1. Field
The present disclosure relates to computer processing systems.
2. State of the Art
A computer processor (and the program which it executes) needs places to put data for later reference. A computer processor design will typically have many such places, each with its own trade off of capacity, speed of access, and cost. Usually these are arranged in a hierarchal manner referred to as the memory system of the processor, with small, fast, costly places used for short lived and/or frequently used small data and large, slow and cheap places used for what doesn't fit in the small, fast, costly places. The memory system typically includes the following components arranged in order of decreasing speed of access:                register file or other form of fast operand storage;        one or more levels of cache memory (one or more levels of the cache memory can be integrated with the processor (on-chip cache) or separate from the processor (off-chip cache);        main memory (or physical memory), which is typically implemented by DRAM memory and/or NVRAM memory and/or ROM;        controller card memory; and        on-line mass storage (typically implemented by one or more hard disk drives).        

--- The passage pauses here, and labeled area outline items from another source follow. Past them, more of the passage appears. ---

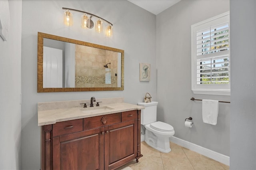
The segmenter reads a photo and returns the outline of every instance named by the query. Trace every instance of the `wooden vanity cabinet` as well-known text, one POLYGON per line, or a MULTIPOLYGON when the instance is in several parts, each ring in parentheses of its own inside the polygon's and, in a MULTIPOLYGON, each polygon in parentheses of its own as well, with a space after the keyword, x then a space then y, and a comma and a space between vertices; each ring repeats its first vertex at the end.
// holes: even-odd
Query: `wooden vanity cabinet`
POLYGON ((140 117, 134 110, 42 126, 42 169, 110 170, 138 162, 140 117))

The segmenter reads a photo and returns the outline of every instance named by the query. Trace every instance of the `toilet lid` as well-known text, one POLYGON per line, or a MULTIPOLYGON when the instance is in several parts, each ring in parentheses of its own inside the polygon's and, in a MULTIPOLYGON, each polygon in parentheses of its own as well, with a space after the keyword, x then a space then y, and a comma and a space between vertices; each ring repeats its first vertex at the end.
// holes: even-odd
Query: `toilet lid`
POLYGON ((167 123, 162 122, 156 122, 150 123, 150 127, 152 128, 163 132, 173 131, 173 127, 167 123))

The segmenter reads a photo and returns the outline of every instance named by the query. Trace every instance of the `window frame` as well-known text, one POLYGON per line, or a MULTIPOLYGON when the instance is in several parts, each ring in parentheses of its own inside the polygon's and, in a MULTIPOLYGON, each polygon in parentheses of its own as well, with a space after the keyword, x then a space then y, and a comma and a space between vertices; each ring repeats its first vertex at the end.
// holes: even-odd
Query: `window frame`
MULTIPOLYGON (((222 51, 221 51, 222 52, 222 51)), ((216 53, 215 56, 212 58, 222 55, 221 52, 216 53)), ((214 95, 230 95, 230 13, 228 12, 214 17, 192 25, 191 26, 191 84, 192 90, 194 94, 214 95), (198 84, 197 83, 197 61, 198 56, 196 54, 196 32, 200 30, 203 30, 208 27, 207 25, 213 23, 213 26, 221 24, 224 20, 226 20, 228 18, 228 40, 229 49, 228 51, 229 60, 229 80, 228 84, 198 84), (196 28, 198 29, 196 30, 196 28)))

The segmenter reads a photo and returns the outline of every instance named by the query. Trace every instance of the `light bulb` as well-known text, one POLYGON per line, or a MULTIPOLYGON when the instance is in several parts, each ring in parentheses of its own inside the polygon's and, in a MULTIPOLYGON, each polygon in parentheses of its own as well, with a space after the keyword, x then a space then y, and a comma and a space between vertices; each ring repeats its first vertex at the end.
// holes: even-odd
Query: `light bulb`
POLYGON ((95 27, 96 32, 98 32, 99 33, 102 32, 102 27, 103 24, 103 22, 100 20, 100 18, 98 18, 98 20, 96 22, 96 26, 95 27))
POLYGON ((107 37, 111 37, 113 36, 113 26, 109 24, 106 29, 106 36, 107 37))
POLYGON ((88 28, 90 26, 90 19, 86 13, 81 17, 81 28, 88 28))
POLYGON ((64 13, 64 21, 63 23, 67 26, 72 26, 73 25, 72 13, 70 12, 68 10, 64 13))

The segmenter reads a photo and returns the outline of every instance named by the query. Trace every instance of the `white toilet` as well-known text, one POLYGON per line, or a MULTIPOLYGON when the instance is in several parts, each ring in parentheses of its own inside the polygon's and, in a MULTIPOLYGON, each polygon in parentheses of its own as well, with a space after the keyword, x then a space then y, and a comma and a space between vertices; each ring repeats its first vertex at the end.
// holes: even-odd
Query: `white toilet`
POLYGON ((145 107, 141 110, 141 123, 146 128, 145 142, 149 146, 164 153, 171 151, 169 138, 173 136, 174 130, 170 125, 156 122, 156 106, 158 102, 139 103, 138 105, 145 107))

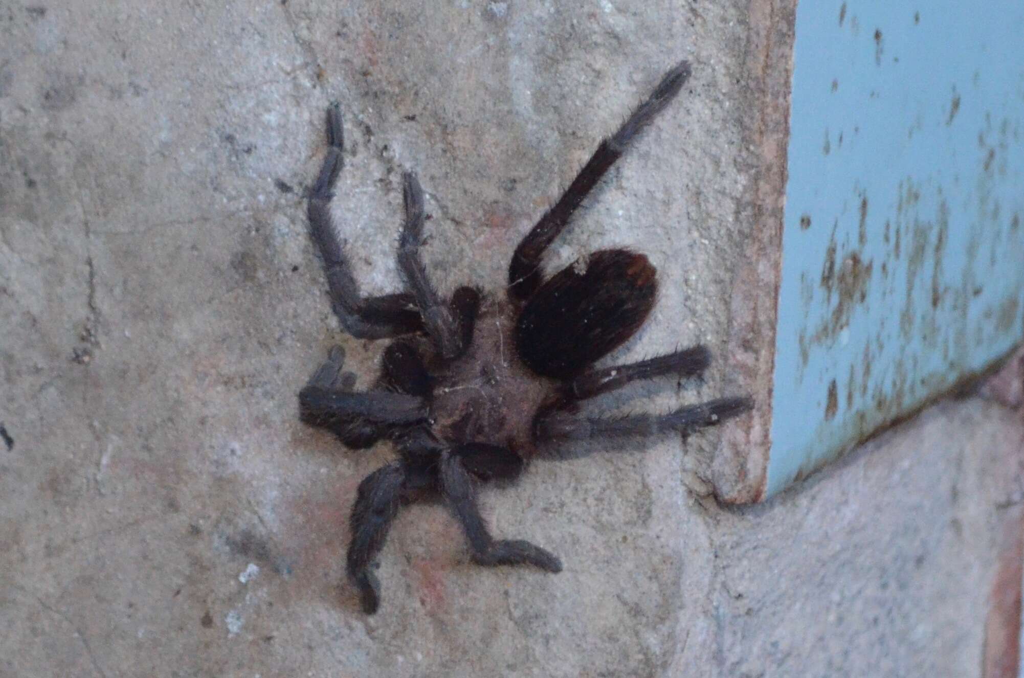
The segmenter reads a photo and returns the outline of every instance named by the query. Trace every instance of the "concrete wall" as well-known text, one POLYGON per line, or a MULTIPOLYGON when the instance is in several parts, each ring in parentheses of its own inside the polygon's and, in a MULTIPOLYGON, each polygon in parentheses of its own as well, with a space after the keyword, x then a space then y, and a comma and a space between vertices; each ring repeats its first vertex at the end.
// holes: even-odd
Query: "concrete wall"
POLYGON ((485 495, 495 532, 556 550, 560 575, 473 566, 416 507, 381 611, 344 584, 355 485, 391 453, 296 417, 329 345, 360 384, 380 350, 340 334, 306 236, 327 102, 367 288, 397 284, 415 167, 441 286, 496 289, 596 140, 691 59, 550 263, 642 249, 659 306, 622 355, 723 355, 769 169, 750 74, 785 4, 0 7, 0 676, 979 675, 1022 495, 1019 420, 977 398, 748 509, 711 496, 715 435, 599 446, 485 495))

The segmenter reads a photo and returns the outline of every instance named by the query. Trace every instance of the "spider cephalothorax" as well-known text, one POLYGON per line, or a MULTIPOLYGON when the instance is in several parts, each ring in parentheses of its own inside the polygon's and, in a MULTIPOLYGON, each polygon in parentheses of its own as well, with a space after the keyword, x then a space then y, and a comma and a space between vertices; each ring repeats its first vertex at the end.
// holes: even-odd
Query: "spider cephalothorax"
POLYGON ((391 440, 398 460, 359 484, 350 518, 347 571, 362 608, 377 610, 379 587, 371 564, 398 507, 440 496, 466 534, 474 562, 532 564, 557 573, 548 551, 525 541, 490 536, 476 503, 476 485, 512 480, 538 446, 566 439, 688 433, 751 408, 727 397, 664 415, 586 417, 582 400, 652 377, 696 376, 711 359, 703 346, 594 369, 629 339, 654 305, 655 270, 642 254, 601 250, 544 281, 541 257, 587 194, 637 132, 679 93, 686 61, 665 75, 614 135, 601 141, 580 174, 522 240, 509 267, 507 290, 483 296, 460 287, 443 299, 420 258, 423 192, 403 177, 406 222, 398 268, 407 291, 362 297, 331 221, 332 189, 342 166, 341 114, 328 110, 328 150, 309 196, 312 238, 324 260, 334 310, 362 338, 394 338, 384 350, 374 389, 354 392, 342 372, 344 352, 331 350, 299 394, 304 421, 334 431, 353 449, 391 440))

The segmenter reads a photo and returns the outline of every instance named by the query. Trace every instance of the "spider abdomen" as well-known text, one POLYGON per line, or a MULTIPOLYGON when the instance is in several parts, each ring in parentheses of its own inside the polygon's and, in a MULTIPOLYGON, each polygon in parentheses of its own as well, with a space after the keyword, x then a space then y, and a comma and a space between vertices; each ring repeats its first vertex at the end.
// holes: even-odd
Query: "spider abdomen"
POLYGON ((629 250, 600 250, 566 266, 523 307, 515 328, 519 356, 539 375, 579 375, 647 320, 655 276, 646 256, 629 250))

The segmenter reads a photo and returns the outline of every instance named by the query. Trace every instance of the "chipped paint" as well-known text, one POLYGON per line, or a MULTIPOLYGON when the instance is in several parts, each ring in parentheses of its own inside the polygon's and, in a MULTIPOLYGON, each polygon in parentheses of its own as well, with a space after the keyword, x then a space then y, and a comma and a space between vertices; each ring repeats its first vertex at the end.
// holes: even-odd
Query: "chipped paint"
POLYGON ((1011 0, 798 5, 766 495, 1024 338, 1021 35, 1011 0))

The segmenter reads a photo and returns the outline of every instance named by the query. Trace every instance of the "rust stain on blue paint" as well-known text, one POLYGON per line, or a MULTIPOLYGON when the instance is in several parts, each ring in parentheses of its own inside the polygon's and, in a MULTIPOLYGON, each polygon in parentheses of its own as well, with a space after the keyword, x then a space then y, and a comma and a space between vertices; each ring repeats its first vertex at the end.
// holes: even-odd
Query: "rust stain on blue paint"
POLYGON ((1024 339, 1024 6, 835 12, 797 11, 768 495, 1024 339))

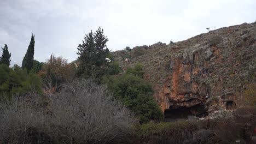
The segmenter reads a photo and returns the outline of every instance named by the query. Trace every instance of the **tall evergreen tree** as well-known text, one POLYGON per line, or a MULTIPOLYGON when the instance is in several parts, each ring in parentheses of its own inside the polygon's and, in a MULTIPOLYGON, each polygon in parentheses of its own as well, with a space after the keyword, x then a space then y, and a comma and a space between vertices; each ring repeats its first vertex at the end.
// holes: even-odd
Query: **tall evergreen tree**
POLYGON ((0 64, 4 64, 9 67, 11 61, 10 59, 11 53, 9 53, 8 47, 7 46, 7 45, 4 45, 4 48, 2 48, 2 51, 3 51, 3 53, 2 55, 2 57, 0 58, 0 64))
POLYGON ((26 55, 22 61, 22 69, 26 68, 28 71, 32 68, 33 61, 34 60, 34 35, 32 34, 30 45, 26 53, 26 55))
POLYGON ((103 34, 103 29, 100 27, 94 33, 95 46, 98 53, 96 56, 97 58, 97 64, 99 65, 104 65, 107 63, 105 58, 109 52, 106 45, 108 39, 103 34))
POLYGON ((77 54, 79 55, 78 75, 83 75, 86 78, 91 77, 94 65, 95 65, 97 52, 92 31, 88 34, 85 34, 84 40, 83 40, 82 44, 78 44, 77 49, 78 52, 77 54))
POLYGON ((108 41, 103 29, 100 27, 95 33, 91 31, 85 35, 83 43, 79 44, 77 48, 77 54, 79 55, 78 76, 91 77, 100 81, 107 64, 105 59, 109 53, 106 45, 108 41))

In many computer processors, the main memory of the memory system can take several hundred machine cycles to access. The cache memory, which is much smaller and more expensive but with faster access as compared to the main memory, is used to keep copies of data that resides in the main memory. If a reference finds the desired data in the cache (a cache hit) it can access it in a few cycles instead of several hundred when it doesn't (a cache miss). Because a program typically cannot do anything while waiting to access data in memory, using a cache and making sure that desired data is copied into the cache can provide significant improvements in performance.
The address space of the program can employ virtual memory, which provides for two different purposes in modern processors. One purpose, known as paging, permits the totality of the virtual memory address spaces used by all programs to exceed the capacity of the physical address space of the main memory attached to the processor. The other purpose, known as address extension, permits the totality of the virtual address spaces used by all programs to exceed the address space supported by the processor.
A pointer is a primitive, the value of which is intended to be used as a memory address. A pointer points to a datum in the memory system when the pointer's value is the datum's memory address. More generally, a pointer is a kind of reference, and it is said that a pointer references a datum stored somewhere in the memory system. To obtain that datum is to dereference the pointer.
Pointers are used in setting up data structures like lists, queues and trees, typically helping to manage how the data structure is implemented and controlled. Common examples of pointers are start pointers, end pointers, and stack pointers. These pointers can either be absolute (the actual physical address or a virtual address in virtual memory) or relative (an offset from an absolute start address or “base”).
Processing pointers can lead to complexities that can degrade performance, particular in modern computer processing systems that employ garbage collectors that automatically move data in the memory system. Furthermore, pointers can also be the source for wild-address bugs that can lead to unwanted faults and possibly system crashes.